Есть важный критерий национальной успешности: если у страны все в порядке, ее словарный запас стремительно расширяется, ибо прибавляются новые сущности. Последний приступ подлинного обогащения русского языка — подчеркиваю, подлинного, потому что в 90-е он тоже обогащался, но главным образом за счет заимствований и блатной музыки, — случился у нас в 20-е годы. Человек предвоенной России, того самого 1913 года, от которого принято все отсчитывать, не понял бы советского гражданина образца, допустим, 1925-го. Что такое Наркомзем и ВХУТЕМАС, зачем и как осуществляется смычка города и деревни, кому служит РАПП и кто его хозяин? Можно сколько угодно ругать 20-е годы, но в словарь хлынула новизна, поскольку новые понятия и реалии прибавлялись чуть не ежедневно. Да, сокращения уродовали язык. А цифровые обозначения не уродуют? Жаргонизмы украшают? Лизинги-клиринги поражают благозвучностью?

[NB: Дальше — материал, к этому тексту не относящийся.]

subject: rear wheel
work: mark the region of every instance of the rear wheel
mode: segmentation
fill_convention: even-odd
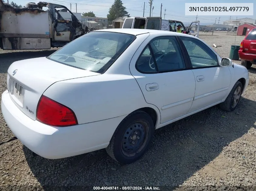
[[[106,148],[113,159],[123,164],[129,164],[141,157],[153,139],[154,123],[150,116],[141,111],[125,117],[116,129]]]
[[[238,81],[234,85],[225,101],[220,104],[221,109],[227,111],[232,111],[237,106],[242,94],[243,85]]]
[[[249,69],[252,65],[252,63],[250,61],[242,60],[241,61],[241,65],[243,65],[248,69]]]

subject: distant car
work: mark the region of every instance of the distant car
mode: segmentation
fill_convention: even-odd
[[[93,31],[8,73],[2,112],[28,148],[57,159],[106,148],[124,164],[156,129],[218,104],[234,110],[249,81],[198,38],[134,29]]]
[[[250,69],[256,64],[256,27],[254,28],[241,42],[238,50],[241,64]]]

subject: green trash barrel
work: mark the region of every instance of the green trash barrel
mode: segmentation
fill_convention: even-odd
[[[235,45],[231,45],[231,49],[229,53],[229,59],[234,60],[239,60],[239,55],[238,54],[238,50],[240,48],[240,46]]]

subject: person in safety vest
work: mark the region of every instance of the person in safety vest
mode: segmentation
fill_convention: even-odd
[[[181,29],[181,25],[180,24],[179,24],[178,25],[178,26],[177,26],[177,32],[178,33],[181,33],[182,31],[182,30]]]

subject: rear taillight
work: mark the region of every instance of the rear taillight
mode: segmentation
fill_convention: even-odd
[[[65,126],[78,124],[75,115],[72,110],[43,95],[37,106],[36,119],[54,126]]]
[[[241,42],[241,43],[240,44],[240,50],[243,49],[243,45],[244,45],[244,41],[243,40]]]

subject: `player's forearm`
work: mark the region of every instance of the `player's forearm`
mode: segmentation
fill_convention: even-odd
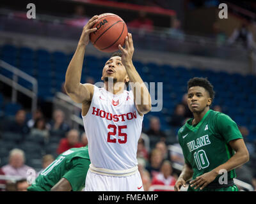
[[[80,85],[85,47],[84,45],[78,43],[75,54],[69,63],[65,83],[65,88],[68,94],[77,91]]]
[[[131,82],[135,105],[139,112],[145,114],[151,110],[151,97],[148,90],[132,62],[125,65],[125,69]]]
[[[179,178],[183,178],[186,182],[188,182],[188,180],[192,178],[193,173],[193,170],[185,163]]]

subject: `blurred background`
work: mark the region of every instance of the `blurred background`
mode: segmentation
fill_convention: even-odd
[[[36,18],[29,19],[31,3]],[[223,3],[228,18],[219,18]],[[250,161],[236,170],[236,184],[240,191],[255,190],[253,1],[2,0],[0,5],[0,190],[26,190],[19,186],[31,176],[28,169],[37,175],[59,154],[87,145],[81,106],[63,85],[83,27],[103,13],[126,22],[143,80],[163,82],[157,99],[163,109],[145,115],[138,142],[145,190],[173,190],[184,164],[177,133],[192,117],[186,92],[194,76],[207,77],[216,92],[212,108],[239,126]],[[81,82],[99,82],[109,56],[89,44]]]

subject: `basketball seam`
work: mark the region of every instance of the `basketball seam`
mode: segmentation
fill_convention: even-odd
[[[116,15],[105,15],[105,16],[104,16],[104,17],[100,17],[100,18],[98,18],[97,20],[98,20],[98,22],[99,22],[99,20],[102,19],[103,18],[109,17],[116,17]],[[97,22],[95,23],[93,25],[92,25],[92,27],[93,27],[94,26],[94,25],[96,24],[97,24]]]
[[[104,31],[99,37],[98,38],[96,39],[96,40],[94,41],[93,45],[96,43],[96,42],[97,41],[97,40],[106,33],[107,32],[112,26],[115,26],[115,24],[116,24],[117,23],[120,22],[124,22],[122,20],[118,20],[116,21],[114,24],[111,25],[111,26],[109,26],[109,27],[108,27],[108,29]]]
[[[111,47],[111,46],[113,46],[113,45],[114,45],[115,43],[116,43],[116,41],[119,40],[119,38],[122,36],[122,34],[123,34],[123,32],[124,32],[124,22],[123,26],[123,26],[123,30],[122,31],[122,33],[121,33],[120,35],[119,36],[118,38],[117,38],[117,40],[116,40],[112,45],[111,45],[107,47],[106,48],[104,48],[104,49],[102,49],[101,50],[104,50],[108,49],[108,48],[109,48],[109,47]]]

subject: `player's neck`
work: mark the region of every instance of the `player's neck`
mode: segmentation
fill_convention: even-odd
[[[203,119],[204,116],[206,114],[206,113],[209,110],[210,110],[210,107],[209,106],[207,106],[201,112],[193,113],[193,115],[194,115],[194,119],[192,120],[192,125],[195,125],[196,124],[199,123],[202,120],[202,119]]]
[[[124,87],[123,85],[116,85],[115,83],[112,85],[109,85],[109,83],[104,83],[104,88],[108,92],[111,94],[121,94],[124,92]]]

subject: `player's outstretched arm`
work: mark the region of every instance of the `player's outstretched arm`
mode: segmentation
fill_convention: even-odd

В 90-е, положим, мы наращивали лексику благодаря пресловутому и универсальному английскому, на котором — так уж случилось — впервые названы и сформулированы почти все главные вещи второй половины века. Но и такое наращивание, пусть паразитическое, с медленным освоением, было лучше болота, в котором наш язык бултыхается сегодня. Какие там у нас языковые обогащения за последнее время? Кто помнит новые слова? Лично мне ничего не приходит на ум, кроме слова «нанотехнологии». А раз в стране нет новых слов, значит, нет и социального творчества, нет обновлений даже на уровне быта. Положим, появляется новый гаджет, и Россия выучивает слово «наладонник». Но это самое примитивное расширение — за счет экспорта новых технологий, а не создания собственных институций. В Штатах ежегодно возникают десятки новых общественных организаций, и даже кризис породил там новую волну терминов — сущий бум политической мысли. Подскажите мне хоть какой-нибудь новейший русский — изм, связанный с любым местным ноу-хау. Медведизм, может быть? Но в чем он состоит?
Русский словарь пытался, впрочем, обогатиться за счет того, что Солженицын называл языковым расширением, но это, увы, опора в основном на архаику, на вычитанное у Даля либо подслушанное у стариков. Этот путь всем бы хорош, кабы не был он так явно обращен в прошлое. Ни диалектизмами, ни экзотическими поговорками языка не расширишь — он умеет двигаться только вперед. Не знаю, сколько там слов сейчас в русском языке по подсчетам GLM, но точно знаю, что активный словарь современного российского интеллигента никак не превысит 100 тысяч слов, а про школьника и говорить нечего — счет на сотни, если не на эллочкины десятки. И это лучшее отражение той страшно суженной и плоской жизни, в которую мы сами себя загнали, лишь бы не допустить в свою жизнь ничего нового.